The performance of packet based mobile networks relies on efficient channel-dependent scheduling. The network performs resource allocation or fast scheduling in the downlink by taking into consideration reported channel quality indicator (CQI) values from the UE. The CQI measurement is derived from the Signal to Interference and Noise Ratio (SIR) measured on a common reference or pilot symbols. An accurate channel quality indicator (CQI) at the eNodeB scheduler is crucial for successful operation of a packet based network such as LTE. It is important that the CQI is well-defined such that the scheduler has good knowledge of which transport formats a channel to a certain UE can support. For LTE, it has been decided that the CQI should correspond to a recommended transport format, presumably corresponding to some fixed block error rate (BLER) target.
In LTE, the CQI can be reported with several granularities, basically on a wideband or sub-band basis. If the CQI is reported on a wideband basis, one out of 16 CQI values is selected for the entire system bandwidth based on a measured SIR. Further, if the CQI is reported on a sub-band basis, one out of 16 different CQI values is selected for each sub-band. A sub-band is a pre-determined number of resource blocks, wherein a resource block is a physical resource on which data and control information can be transmitted. For example, a physical resource block may comprise a number of frequencies used during a limited time period. It should however be noted that it is up to the network/eNodeB to configure the CQI parameters, i.e., whether only wideband CQI should be reported or if a CQI down to the level of one or a few resource blocks should be reported.
Transmission parameters may be changed adaptively in order to adapt the transmission to the current interference situation, referred to as link adaptation. The link adaptation is performed based on e.g. reported and measured CQI. As mentioned above, the CQI reports comprise an indication of the signal to noise plus the interference ratio of the reference symbols over the frequency range. In the downlink (DL), the UE measures on pre-determined reference signals and reports CQI and power measurements, and provides information on how the channel quality differs over the frequency band. In the uplink (UL), the radio base station measures the quality of the received signal. If the UE also recently has used other parts of the frequency band, a certain awareness of the frequency dependency may be available to the radio base station. The CQI reports and the received signal level reports are then used to determine a suitable modulation and coding scheme (MCS), which is referred to as link adaptation. A MCS comprises coding scheme, bit rate, modulation, MIMO (Multiple Input Multiple Output) setting etc. The link adaptation is done separately per UE, and repeated for every n:th sub frame, which means that the scheduler needs to do link adaptation on all UEs. (In LTE networks the subframe is 1 ms.)

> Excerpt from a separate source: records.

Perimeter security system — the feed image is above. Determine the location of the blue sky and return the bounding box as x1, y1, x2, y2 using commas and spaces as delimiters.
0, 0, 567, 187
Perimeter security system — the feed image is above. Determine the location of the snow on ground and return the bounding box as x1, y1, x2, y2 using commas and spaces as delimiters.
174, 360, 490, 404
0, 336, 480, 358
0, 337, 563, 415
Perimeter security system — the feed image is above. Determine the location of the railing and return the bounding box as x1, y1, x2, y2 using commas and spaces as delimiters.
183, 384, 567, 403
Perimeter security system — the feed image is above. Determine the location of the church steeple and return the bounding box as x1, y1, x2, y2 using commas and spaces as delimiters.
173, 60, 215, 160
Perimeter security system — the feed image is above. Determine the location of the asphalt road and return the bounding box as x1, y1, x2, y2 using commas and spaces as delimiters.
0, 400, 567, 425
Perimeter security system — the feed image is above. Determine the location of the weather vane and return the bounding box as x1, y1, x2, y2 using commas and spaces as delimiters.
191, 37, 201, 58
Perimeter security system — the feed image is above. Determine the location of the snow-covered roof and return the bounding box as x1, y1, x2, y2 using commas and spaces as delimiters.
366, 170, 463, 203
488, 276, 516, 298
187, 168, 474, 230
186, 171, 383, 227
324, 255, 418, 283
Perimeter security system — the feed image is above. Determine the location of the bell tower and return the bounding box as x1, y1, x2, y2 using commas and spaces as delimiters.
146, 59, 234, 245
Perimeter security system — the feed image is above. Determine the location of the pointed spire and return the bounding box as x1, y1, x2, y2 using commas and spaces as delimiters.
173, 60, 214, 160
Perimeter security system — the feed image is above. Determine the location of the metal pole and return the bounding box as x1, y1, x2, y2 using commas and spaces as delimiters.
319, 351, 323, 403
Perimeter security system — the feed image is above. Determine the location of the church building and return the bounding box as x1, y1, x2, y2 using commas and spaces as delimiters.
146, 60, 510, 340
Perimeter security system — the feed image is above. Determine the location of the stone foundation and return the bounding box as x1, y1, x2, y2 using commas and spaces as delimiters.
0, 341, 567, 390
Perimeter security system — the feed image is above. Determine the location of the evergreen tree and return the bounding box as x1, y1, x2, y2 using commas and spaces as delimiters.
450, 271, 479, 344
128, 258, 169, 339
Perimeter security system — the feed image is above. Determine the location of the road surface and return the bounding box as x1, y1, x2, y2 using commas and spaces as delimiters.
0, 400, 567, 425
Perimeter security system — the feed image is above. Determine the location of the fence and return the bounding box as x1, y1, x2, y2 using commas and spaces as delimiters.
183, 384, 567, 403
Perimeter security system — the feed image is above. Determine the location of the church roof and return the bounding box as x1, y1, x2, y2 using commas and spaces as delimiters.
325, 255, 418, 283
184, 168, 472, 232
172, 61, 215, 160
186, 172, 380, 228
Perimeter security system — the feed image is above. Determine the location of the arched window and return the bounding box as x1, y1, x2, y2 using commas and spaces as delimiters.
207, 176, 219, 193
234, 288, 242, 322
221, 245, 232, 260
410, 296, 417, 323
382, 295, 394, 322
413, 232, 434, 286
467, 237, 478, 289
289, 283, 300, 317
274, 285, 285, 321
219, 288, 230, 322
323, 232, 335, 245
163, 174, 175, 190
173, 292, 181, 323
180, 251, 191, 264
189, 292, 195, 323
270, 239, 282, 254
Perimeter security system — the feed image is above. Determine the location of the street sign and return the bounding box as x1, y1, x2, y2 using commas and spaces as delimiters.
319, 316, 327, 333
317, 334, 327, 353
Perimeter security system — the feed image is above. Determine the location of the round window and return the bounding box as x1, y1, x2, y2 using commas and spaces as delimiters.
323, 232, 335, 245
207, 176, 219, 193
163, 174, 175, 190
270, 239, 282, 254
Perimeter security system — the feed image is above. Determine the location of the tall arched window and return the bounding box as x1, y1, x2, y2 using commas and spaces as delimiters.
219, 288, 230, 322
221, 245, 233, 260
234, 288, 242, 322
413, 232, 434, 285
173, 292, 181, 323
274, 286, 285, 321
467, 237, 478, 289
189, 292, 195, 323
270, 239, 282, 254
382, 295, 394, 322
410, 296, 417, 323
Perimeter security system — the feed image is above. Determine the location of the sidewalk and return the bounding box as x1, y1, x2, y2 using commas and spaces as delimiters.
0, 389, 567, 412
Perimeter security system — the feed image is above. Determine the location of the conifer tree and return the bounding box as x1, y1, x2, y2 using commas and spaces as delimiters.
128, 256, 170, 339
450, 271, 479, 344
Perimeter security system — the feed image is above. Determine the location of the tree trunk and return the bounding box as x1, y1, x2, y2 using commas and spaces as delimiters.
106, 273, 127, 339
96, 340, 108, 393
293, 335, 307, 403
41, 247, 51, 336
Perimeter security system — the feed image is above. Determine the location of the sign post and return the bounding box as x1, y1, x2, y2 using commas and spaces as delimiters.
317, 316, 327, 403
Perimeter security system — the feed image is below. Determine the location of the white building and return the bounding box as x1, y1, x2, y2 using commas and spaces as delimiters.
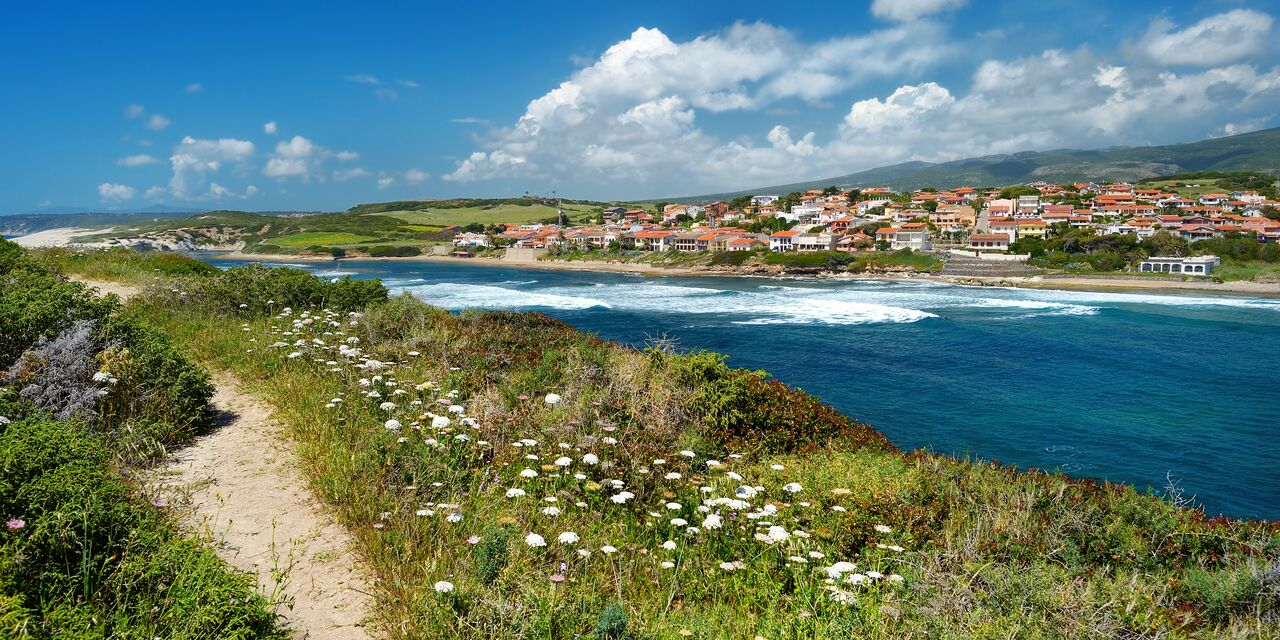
1138, 256, 1222, 275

The SIR is estimated over a certain number of resource blocks (RBs). Then the SIR is mapped to a value for the CQI, for the same number of resource blocks as the estimated SIR. Given the actual bandwidth the CQI is reported for, the proposed MCS is in turn translated to a transport block size (TBS) based on the MCS and number of information data bits to be transmitted. However, the BLER (block error rate) depends on the actual TBS as will be described briefly in the following.
In LTE networks turbo codes are used for user data carried by the PDSCH and it is known that the error correcting performance of turbo codes depends on the size of the block that is processed. This is due to the “gain” introduced by the interleaver, which in a classical turbo coding setup with two parallel concatenated recursive systematic encoders separated by an interleaver as shown in FIG. 2 grows with increasing block size.
Hence, the BLER at a certain SIR for a specific channel is varying with the size of the transport block. Accordingly, small packets experience a different behavior in terms of BLER than large packets (e.g., “best-effort data” as in background-download services) for a given SIR.
Accordingly, there is a need for a solution taking the different behaviors of transport block with different sizes into account.